The reasons for the Santee Sioux revolt, which resulted in the protracted Dakota War, have been accumulating since the previous decade when the Indians were deceived or disadvantaged by unfair contracts and late payments. Due to the famine, Native Americans were forced to hunt for animals, which was complicated by the need to share the prey field with American settlers in the lands of Dakota. The key trigger for the start of the war was the killing of five white settlers by a detachment of four warriors of the Santee Sioux tribe on August 17, 1862. It was then that the tribe decided to exterminate hundreds of white settlers with a sharp surprise attack in order to expel the colonialists from their lands. From that moment on, for several months, Minnesota was engulfed in bloody battles. At the end of December of the same year, the war ended in favor of the colonialists – an unprecedented event was the one-time hanging of 38 members of the Santi tribe.
The PBS documentary provides a unique dual perspective on conflict using excerpts from diaries and letters. This historiographic approach allows one to better relate to American settlers and farmers, to understand their desire to improve their lives using a new land. The testimonies of the Indians of that era, presented in the native language, make it clear how much these people felt deceived and to what extent the injustice of the colonialists was high (PBS Learning Media, 1993). An interesting fact is the attempt to forcefully Christianize the Dakota Indians, demonstrating a sharp discrepancy between the views of two different cultures.

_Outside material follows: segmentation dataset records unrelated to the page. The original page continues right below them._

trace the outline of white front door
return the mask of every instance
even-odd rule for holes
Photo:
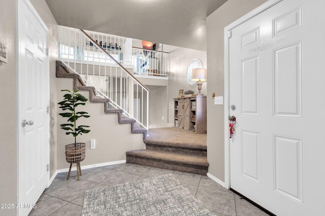
[[[49,178],[49,69],[47,30],[33,13],[28,0],[18,0],[18,10],[17,210],[19,215],[26,215],[47,187]],[[24,120],[27,123],[24,125]]]
[[[284,0],[229,34],[230,187],[278,215],[325,213],[324,9]]]

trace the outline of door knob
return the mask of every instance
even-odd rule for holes
[[[22,126],[23,127],[25,127],[25,126],[27,125],[32,125],[32,124],[34,123],[34,122],[32,121],[26,121],[25,119],[24,119],[22,120],[22,121],[21,122],[21,126]]]

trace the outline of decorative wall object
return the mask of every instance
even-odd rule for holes
[[[113,50],[121,50],[121,46],[118,46],[117,43],[115,43],[114,46],[114,44],[112,42],[112,44],[109,43],[109,45],[107,46],[107,42],[105,42],[104,45],[103,44],[103,41],[101,40],[99,43],[98,42],[98,40],[96,40],[96,42],[100,45],[101,47],[103,48],[104,49],[111,49]],[[86,45],[88,45],[90,46],[93,46],[93,44],[91,41],[87,41],[86,42]]]

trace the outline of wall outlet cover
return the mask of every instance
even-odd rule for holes
[[[223,104],[223,97],[218,96],[214,97],[214,105],[222,105]]]

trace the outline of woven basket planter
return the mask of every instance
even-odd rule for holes
[[[66,146],[66,160],[68,163],[79,163],[83,161],[85,156],[85,143],[72,143]]]

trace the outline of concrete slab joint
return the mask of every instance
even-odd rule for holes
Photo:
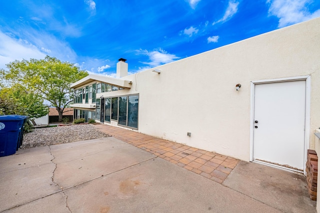
[[[66,197],[66,207],[68,209],[68,210],[69,210],[69,211],[71,213],[72,212],[71,212],[71,210],[70,210],[70,208],[69,208],[68,206],[68,196],[66,195],[66,193],[64,193],[64,189],[62,187],[60,187],[60,186],[59,186],[59,184],[58,184],[57,183],[54,182],[54,172],[56,171],[56,167],[57,167],[57,164],[56,163],[55,163],[54,162],[54,160],[56,159],[56,157],[54,157],[54,156],[52,154],[52,152],[51,152],[51,147],[50,147],[50,145],[48,146],[49,147],[49,151],[50,151],[50,155],[51,155],[51,156],[53,157],[53,158],[51,160],[51,162],[54,164],[54,165],[56,166],[56,168],[54,168],[54,171],[52,172],[52,177],[51,177],[51,180],[52,181],[52,182],[56,184],[56,186],[58,186],[58,187],[59,187],[59,188],[60,188],[61,189],[61,192],[62,193],[63,193],[63,194],[64,195],[64,196]]]

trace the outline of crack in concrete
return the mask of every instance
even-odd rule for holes
[[[66,195],[66,193],[64,193],[64,189],[62,187],[60,187],[60,186],[59,186],[59,185],[58,184],[57,184],[56,183],[54,182],[54,172],[56,171],[56,167],[57,167],[57,165],[56,163],[55,163],[54,162],[54,160],[56,159],[56,157],[54,157],[54,155],[52,154],[52,152],[51,152],[51,147],[50,147],[50,145],[48,146],[49,147],[49,150],[50,151],[50,155],[51,155],[52,156],[54,157],[54,158],[52,158],[52,159],[51,159],[51,161],[53,164],[54,164],[54,165],[56,165],[56,168],[54,168],[54,171],[52,172],[52,177],[51,177],[51,181],[52,181],[52,182],[56,184],[56,186],[58,186],[58,187],[59,187],[59,188],[60,189],[61,189],[61,192],[63,193],[63,194],[64,195],[64,196],[66,197],[66,207],[68,208],[68,210],[69,210],[69,211],[70,213],[72,213],[72,212],[71,211],[71,210],[70,209],[70,208],[69,208],[69,206],[68,206],[68,196]]]

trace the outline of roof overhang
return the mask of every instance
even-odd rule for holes
[[[94,81],[99,81],[104,83],[107,83],[120,87],[131,88],[132,84],[130,81],[128,80],[120,79],[118,78],[112,78],[104,75],[96,75],[90,74],[86,77],[79,80],[77,82],[74,83],[70,85],[70,88],[76,88],[80,87],[85,84]]]

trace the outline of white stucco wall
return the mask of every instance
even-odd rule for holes
[[[314,149],[313,134],[320,127],[320,18],[154,68],[122,78],[132,81],[130,88],[97,98],[138,94],[138,132],[248,161],[250,82],[310,75],[308,148]]]
[[[129,93],[140,94],[139,132],[249,161],[250,82],[310,75],[313,134],[320,126],[320,59],[316,18],[160,66],[160,74],[122,79],[133,81]]]

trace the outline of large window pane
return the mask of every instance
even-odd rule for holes
[[[111,85],[110,84],[106,84],[106,91],[111,92]]]
[[[100,98],[96,99],[96,118],[98,120],[100,120],[100,101],[101,99]]]
[[[112,86],[112,91],[116,91],[119,90],[119,87],[114,85]]]
[[[92,85],[92,102],[96,103],[96,84]]]
[[[104,121],[110,122],[110,115],[111,115],[111,98],[104,99]]]
[[[86,103],[88,103],[88,92],[89,90],[89,87],[88,86],[86,87]]]
[[[86,123],[88,122],[88,110],[84,110],[84,121]]]
[[[101,93],[101,83],[96,84],[96,94]]]
[[[78,103],[82,103],[82,89],[78,89]]]
[[[111,102],[111,119],[118,120],[118,98],[112,98]]]
[[[139,96],[130,96],[128,100],[128,126],[138,128]]]
[[[92,99],[92,86],[89,86],[89,98]]]
[[[104,92],[104,83],[101,83],[101,92]]]
[[[126,97],[119,97],[118,124],[126,126]]]

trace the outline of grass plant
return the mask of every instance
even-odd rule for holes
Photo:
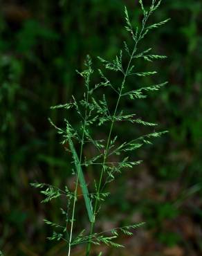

This bloody military conflict, which claimed thousands of lives, for the inhabitants of Minnesota cannot be a cause of unequivocal pride. The position of the Indians into which they were driven by false treaties was not only painful but distorting human nature. Cruelty breeds even more sophisticated cruelty, and this is precisely what the story of the Dakota War demonstrates, in which a series of oppressive actions towards the indigenous population resulted in many deaths and was manifested in a horrific scene of public execution. Cultural mismatches should be overcome by looking for similarities and, first of all, the idea of mutual assistance, which is higher than selfish goals and cultural and ideological mismatches.
References
Dakota Conflict. (1993). PBS Learning Media. Web.